Trouble Invoking GPU-Accelerated Inference

We recently signed up for an “Organization-Lab” account and are trying to use various blenderbot models available on hugging face with GPU-Accelerated Inference as referenced here:

For example, we are calling
https://api-inference.huggingface.co/models/facebook/blenderbot_small-90M
with our org bearer token
and input of

{
  "inputs": {
    "past_user_inputs": null,
    "generated_responses": null,
    "text": "Hi, how are you today?"
  },
  "options": {
    "use_gpu": true,
    "use_cache": false,
    "wait_for_model": false
  }
}

When we do this, we initially get 503 service unavailable errors, which we believed to mean the model was loading, similar to when using the default CPU-Accelerated Inference. However, after a few minutes, we then receive “400 Bad Request” (ProtocolError) with every call.

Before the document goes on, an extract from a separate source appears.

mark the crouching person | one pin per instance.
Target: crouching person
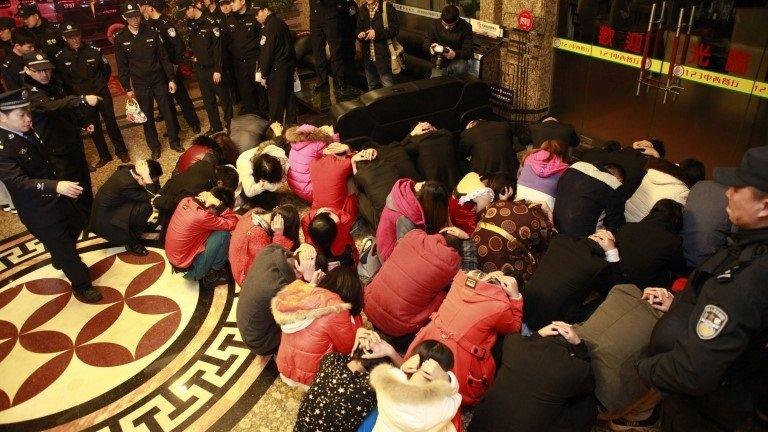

We believe our Organizations-Lab plan should allow for us to use this. We tried emailing api-enterprise@huggingface.co last Friday but have not had any response.

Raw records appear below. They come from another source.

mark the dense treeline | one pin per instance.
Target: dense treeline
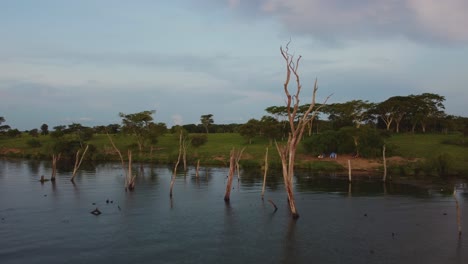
(355, 127)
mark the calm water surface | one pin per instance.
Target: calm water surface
(368, 222)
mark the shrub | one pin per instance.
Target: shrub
(34, 143)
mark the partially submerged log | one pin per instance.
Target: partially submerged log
(457, 206)
(181, 148)
(274, 205)
(43, 179)
(265, 170)
(349, 171)
(129, 178)
(385, 163)
(297, 124)
(197, 169)
(78, 161)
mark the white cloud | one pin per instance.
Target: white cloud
(177, 120)
(341, 20)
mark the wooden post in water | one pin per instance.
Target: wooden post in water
(238, 156)
(458, 211)
(385, 164)
(78, 161)
(177, 163)
(349, 171)
(265, 172)
(232, 168)
(197, 174)
(129, 178)
(55, 158)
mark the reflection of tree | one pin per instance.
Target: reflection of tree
(254, 177)
(34, 166)
(306, 182)
(290, 254)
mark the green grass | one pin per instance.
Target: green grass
(426, 148)
(431, 146)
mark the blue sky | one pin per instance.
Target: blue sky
(64, 61)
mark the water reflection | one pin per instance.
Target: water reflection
(290, 244)
(340, 222)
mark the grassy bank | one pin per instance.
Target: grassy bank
(419, 154)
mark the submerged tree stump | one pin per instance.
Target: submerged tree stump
(232, 168)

Any help to test these BlenderBot models using GPU-Accelerated Inference would be greatly appreciated.

Follow-up: The support folks did end up getting back to us and had to fix something on their end. Hopefully this helps someone else as well!

1 Like

Very late to the party here.

Did you by any chance look at the 400 message ? Usually it will contain a helpful message.
400 means something is wrong in your query OR in the model configuration.
The API tries to send the most informative message whenever possible.

Excuse me, have you solved the problem? I also encountered the same problem and returned an error of 503.

Yes, unfortunately the message was simply “ProtocolError”

Yes, the HuggingFace team had to fix something on their end. However, for a 503, that usually means the instance is spinning up for you and should resolve after a while. If it doesn’t then you may need to contact them or see if you have a more detailed message along with the 503.